Should a service making a request send all the information another service requires from the requesting service to complete the requested service's job? Or should the requesting service send as little information as possible when making a request and let requesting service decide what additional information to call back for? Or does it depend on the circumstances, like the volume of information needed?
Example
If the requesting service is Venmo and the requested service is Bank of America and the request is to withdraw money from a customer's Bank of America account and send it to another bank account, should Venmo send all the details Bank of America needs to do the withdrawal?

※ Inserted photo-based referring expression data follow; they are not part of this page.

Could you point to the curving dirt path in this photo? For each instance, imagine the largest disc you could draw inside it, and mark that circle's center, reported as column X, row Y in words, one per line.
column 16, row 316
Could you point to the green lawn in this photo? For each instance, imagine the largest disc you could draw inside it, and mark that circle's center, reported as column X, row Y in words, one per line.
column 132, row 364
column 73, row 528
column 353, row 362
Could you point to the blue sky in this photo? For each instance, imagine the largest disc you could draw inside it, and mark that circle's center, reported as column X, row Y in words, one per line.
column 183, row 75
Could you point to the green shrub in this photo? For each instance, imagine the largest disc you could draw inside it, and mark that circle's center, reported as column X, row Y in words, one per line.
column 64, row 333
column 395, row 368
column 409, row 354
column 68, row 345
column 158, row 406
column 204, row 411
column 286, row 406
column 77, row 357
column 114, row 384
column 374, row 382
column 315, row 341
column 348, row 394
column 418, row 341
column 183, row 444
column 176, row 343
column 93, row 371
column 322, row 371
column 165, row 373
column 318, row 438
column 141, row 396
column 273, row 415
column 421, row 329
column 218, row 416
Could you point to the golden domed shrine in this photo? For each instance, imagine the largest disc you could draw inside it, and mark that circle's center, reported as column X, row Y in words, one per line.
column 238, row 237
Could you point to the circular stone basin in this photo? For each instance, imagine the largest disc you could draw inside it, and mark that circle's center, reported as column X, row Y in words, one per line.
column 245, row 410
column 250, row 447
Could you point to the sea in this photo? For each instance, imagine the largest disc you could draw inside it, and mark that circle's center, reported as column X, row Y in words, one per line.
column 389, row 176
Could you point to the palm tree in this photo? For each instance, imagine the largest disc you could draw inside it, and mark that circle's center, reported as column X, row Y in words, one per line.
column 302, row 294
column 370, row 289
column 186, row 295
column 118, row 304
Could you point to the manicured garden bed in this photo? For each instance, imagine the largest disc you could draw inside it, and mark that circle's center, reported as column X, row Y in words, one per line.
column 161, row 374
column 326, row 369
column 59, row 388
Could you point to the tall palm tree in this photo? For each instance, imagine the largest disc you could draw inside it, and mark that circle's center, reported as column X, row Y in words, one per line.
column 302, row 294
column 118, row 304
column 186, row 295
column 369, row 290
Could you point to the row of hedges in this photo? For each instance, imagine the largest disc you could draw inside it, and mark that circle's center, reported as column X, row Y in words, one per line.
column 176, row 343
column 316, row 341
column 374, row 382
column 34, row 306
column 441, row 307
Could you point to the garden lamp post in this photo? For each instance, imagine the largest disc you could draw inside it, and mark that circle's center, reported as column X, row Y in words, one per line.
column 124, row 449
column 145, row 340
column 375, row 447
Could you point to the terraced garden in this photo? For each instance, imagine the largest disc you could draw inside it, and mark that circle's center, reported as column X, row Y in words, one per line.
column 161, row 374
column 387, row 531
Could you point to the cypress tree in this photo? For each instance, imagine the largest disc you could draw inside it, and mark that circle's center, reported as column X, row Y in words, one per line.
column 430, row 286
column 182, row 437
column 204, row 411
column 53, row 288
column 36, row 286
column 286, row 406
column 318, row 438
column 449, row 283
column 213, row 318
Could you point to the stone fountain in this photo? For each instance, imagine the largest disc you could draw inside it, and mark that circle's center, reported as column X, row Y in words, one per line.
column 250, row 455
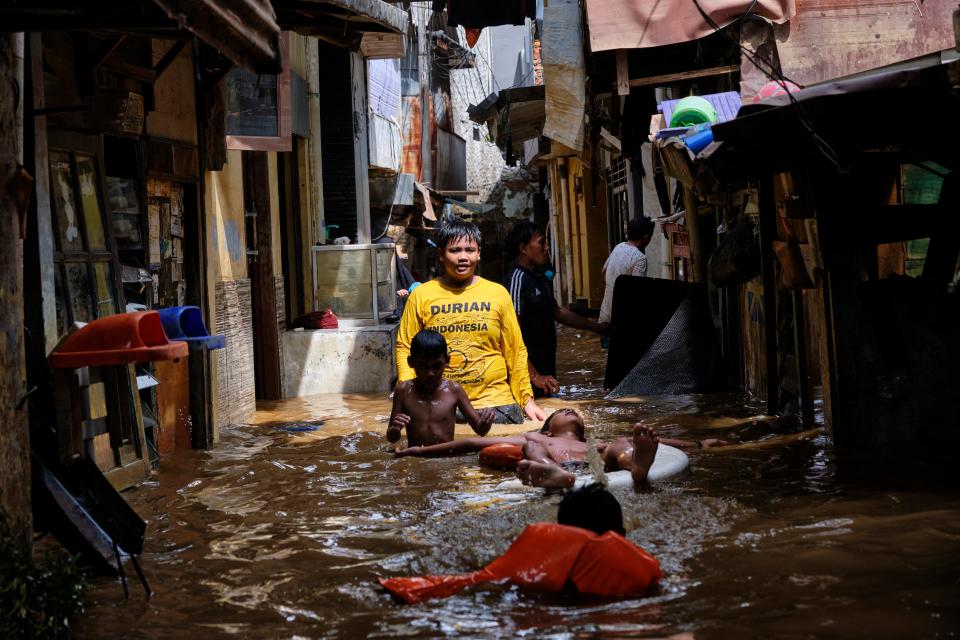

Or should Venmo send as little information as possible, for example just Venmo's identifier for the payment request and Bank of America can call back to request additional information about Venmo's payment request?
Additional Information
I'm reading Chris Richardson's advice on Microservices https://microservices.io/patterns/communication-style/messaging.html and he seems to imply that the service that initiates a request should send all the information the service that's responding to the request needs. I see the advantages of that: 1) only one message needs to be passed between the services, which reduces the chances of a failure occurring at some point in the communication, 2) Developers also have one object to look at to know everything about how the services communicate.
However, I've noticed disadvantages in practice: The requesting service may send information the requested service does not need. For example, let's say Venmo passes everything Bank of America needs. Now, Venmo wants to work with a bank in a country with high levels of money laundering. This bank needs not just the ordinary payment request but needs Venmo to send information verifying the identity of the people the payment request is for. Now Venmo has to either modify its standard payment request message to contain the identity verification information or banks that need the additional information need to request it. Now we are in a state where the requested service is requesting information from the requester and our communication flow is not as simple. Instead of having one request that contains most of the information from Venmo, Venmo could provide just an internally generated request id, expose a few APIs, and banks can use whichever APIs they need. It will require more messages between the services, but it takes the responsibility totally off of Venmo except for exposing its data to banks.
but it takes the responsibility totally off of Venmo except for exposing its data to banks.
Hello, I'm the Bank's CTO and in no meaningful or reasonable scenario my bank is going to send requests to 3rd parties services to fulfil the contracts of my own service. It's me providing a service to you, not otherwise. Feel free to do so or look for another service provider (bank). Best regards!